Tuesday, January 24, 2012

Romney, a la Kelly


Since this caricature of Mitt Romney is pretty much a rip-off of a Walt Kelly cartoon, I'm not putting it up on the AAEC site. But it's something I wanted to draw, and I'm posting it here anyway -- which, I suppose makes this a Bergetoons Exclusive. Count yourself among a privileged few!

If you recognize the name Walt Kelly, it's probably as the cartoonist who created Pogo, a daily comic strip about an unassuming possum and a huge cast of animal characters who inhabited the Okefenokee swamp. Actually, the cartoon first appeared in book form in 1941 before moving to newspapers when Kelly was hired as editorial cartoonist of the New York Star in 1948.

Kelly drew a series of cartoons depicting the 1948 Republican presidential nominee with a cash register for a body. One such cartoon depicted Dewey placidly scooting along railroad tracks as two of the other three major candidates race to catch up to him. Kelly drew incumbent President Truman running blindfolded, alongside Progressive candidate Henry Wallace, who is encumbered by "168 gross of old boomerangs." Another cartoon showed the three candidates jealously sporting identical women's hats. (Dixiecrat Strom Thurmond is missing from these cartoons, I suppose, because as a strictly southern candidate, he wasn't a significant factor in New York.)

The Star folded a few months after Kelly started work there, and Kelly's editorial cartoons disappeared along with it. Pogo survived to be picked up by Post-Hall syndicate. Kelly still worked politics into his comic strip: a wildcat named Simple J. Malarkey appeared in 1953 as an obvious caricature of Wisconsin Senator Joe McCarthy. J. Edgar Hoover showed up as a secretive, suspicious bulldog, and Vice President Spiro Agnew was a self-important hyena. Those are but the best examples out of many. Mitt's father, George Romney, made a brief appearance as a wind-up toy who sticks his foot in Pogo's mouth.
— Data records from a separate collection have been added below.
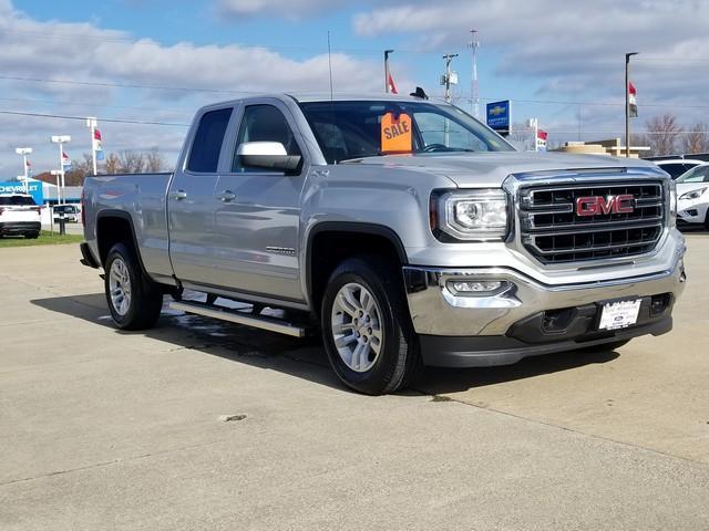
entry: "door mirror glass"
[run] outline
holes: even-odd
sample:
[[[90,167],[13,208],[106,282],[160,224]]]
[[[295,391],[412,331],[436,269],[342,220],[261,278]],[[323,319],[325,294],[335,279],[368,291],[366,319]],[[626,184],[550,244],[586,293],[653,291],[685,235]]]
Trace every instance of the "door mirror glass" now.
[[[236,150],[244,168],[274,169],[292,173],[300,168],[302,157],[288,155],[280,142],[245,142]]]
[[[286,116],[274,105],[244,110],[232,171],[298,174],[302,153]]]

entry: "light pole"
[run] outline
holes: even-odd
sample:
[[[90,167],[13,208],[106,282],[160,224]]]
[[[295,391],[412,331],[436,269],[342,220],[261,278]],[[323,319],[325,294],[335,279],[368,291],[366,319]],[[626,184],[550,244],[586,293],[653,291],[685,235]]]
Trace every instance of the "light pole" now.
[[[638,52],[625,54],[625,157],[630,158],[630,58]]]
[[[68,142],[71,142],[70,135],[52,135],[52,143],[59,144],[59,177],[61,177],[61,185],[56,183],[58,194],[56,194],[56,202],[61,204],[61,199],[64,197],[64,147],[63,145]]]
[[[89,116],[86,118],[86,127],[89,127],[89,129],[91,129],[91,158],[93,159],[93,175],[96,175],[96,139],[95,139],[95,135],[96,135],[96,127],[99,126],[99,121],[93,117],[93,116]]]
[[[17,153],[18,155],[22,155],[22,173],[24,174],[24,192],[29,194],[30,192],[30,176],[27,171],[27,156],[30,155],[32,153],[32,148],[31,147],[17,147],[14,149],[14,153]]]
[[[445,61],[445,73],[441,77],[441,84],[445,86],[445,103],[451,103],[453,100],[451,96],[451,85],[458,84],[458,74],[451,72],[451,63],[455,58],[458,58],[458,53],[446,53],[443,55],[443,61]]]
[[[389,88],[389,79],[391,77],[391,73],[389,72],[389,55],[394,53],[393,50],[384,50],[384,91],[389,94],[391,91]]]

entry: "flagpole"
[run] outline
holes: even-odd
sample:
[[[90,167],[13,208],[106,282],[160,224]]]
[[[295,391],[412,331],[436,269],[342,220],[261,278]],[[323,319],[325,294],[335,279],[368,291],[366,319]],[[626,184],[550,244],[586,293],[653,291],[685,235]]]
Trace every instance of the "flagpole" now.
[[[638,52],[625,54],[625,157],[630,158],[630,58]]]
[[[384,92],[389,94],[391,91],[389,88],[389,79],[391,77],[391,73],[389,71],[389,55],[394,53],[393,50],[384,50]]]

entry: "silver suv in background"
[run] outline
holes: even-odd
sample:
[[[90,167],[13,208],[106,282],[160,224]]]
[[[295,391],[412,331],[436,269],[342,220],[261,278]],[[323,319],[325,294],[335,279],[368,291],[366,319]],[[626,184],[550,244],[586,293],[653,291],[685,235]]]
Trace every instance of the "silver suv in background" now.
[[[153,326],[169,294],[321,333],[338,377],[381,394],[425,366],[668,332],[676,201],[654,164],[518,153],[448,104],[247,97],[197,112],[173,174],[89,177],[82,262],[105,271],[121,329]]]

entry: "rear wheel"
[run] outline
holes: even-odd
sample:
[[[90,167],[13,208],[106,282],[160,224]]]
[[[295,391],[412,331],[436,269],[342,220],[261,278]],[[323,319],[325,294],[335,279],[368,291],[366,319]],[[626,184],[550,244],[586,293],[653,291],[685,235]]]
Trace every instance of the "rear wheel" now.
[[[337,376],[360,393],[381,395],[418,374],[419,340],[401,273],[380,257],[357,257],[332,272],[321,309],[325,347]]]
[[[109,251],[105,292],[113,322],[122,330],[145,330],[155,324],[163,305],[160,288],[143,274],[135,252],[125,243]]]

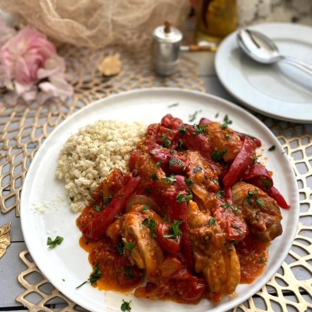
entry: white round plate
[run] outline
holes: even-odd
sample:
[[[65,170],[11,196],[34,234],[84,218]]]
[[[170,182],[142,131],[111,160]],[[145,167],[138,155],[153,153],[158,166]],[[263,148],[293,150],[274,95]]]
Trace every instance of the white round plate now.
[[[175,104],[172,105],[171,104]],[[88,254],[78,244],[80,232],[75,223],[78,214],[70,211],[63,183],[55,177],[58,154],[66,140],[78,129],[99,119],[158,122],[166,114],[189,122],[197,112],[194,122],[202,117],[219,121],[227,114],[233,128],[261,139],[267,167],[273,171],[274,185],[292,205],[281,209],[282,235],[269,248],[270,257],[262,275],[251,284],[239,285],[238,296],[224,298],[214,305],[208,300],[190,306],[170,301],[151,300],[112,291],[100,291],[89,284],[76,287],[86,280],[92,271]],[[268,152],[272,144],[273,152]],[[270,131],[251,114],[220,98],[205,93],[169,88],[146,89],[125,92],[98,100],[74,114],[57,127],[41,146],[31,163],[23,186],[20,204],[22,230],[28,250],[47,278],[65,295],[94,312],[120,311],[122,299],[132,300],[134,312],[163,311],[224,312],[236,306],[259,290],[280,267],[290,249],[299,217],[298,193],[294,174],[287,156]],[[39,212],[35,205],[45,207]],[[59,245],[48,249],[47,238],[64,237]]]
[[[272,38],[281,54],[312,65],[312,27],[274,23],[248,26]],[[289,121],[312,122],[312,76],[290,65],[265,65],[239,49],[237,31],[226,37],[214,66],[221,83],[240,102],[265,115]]]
After Kelly's death in 1973, his widow, Selby Kelly, and son Stephen continued drawing for a couple of years. But the ever-shrinking size of newspaper comic space (which was still bigger in 1975 than it is today) was ill-suited for the densely drawn and wordy comic strip -- not to mention the lettering: there were characters who spoke in Gothic lettering, ornate script, or other flashy fonts. I have read that the Los Angeles Times revived the strip for a while starting in 1989, but that didn't last long, apparently.

Pogo remains one of my all-time favorite comic strips. Walt Kelly's uncanny ability to transmogrify politicians and issues into goats, spiders and wilder creatures, and his ability to entertain without sacrificing his message, are an inspiration to any editorial cartoonist who aspires to draw more than just didactic talking heads.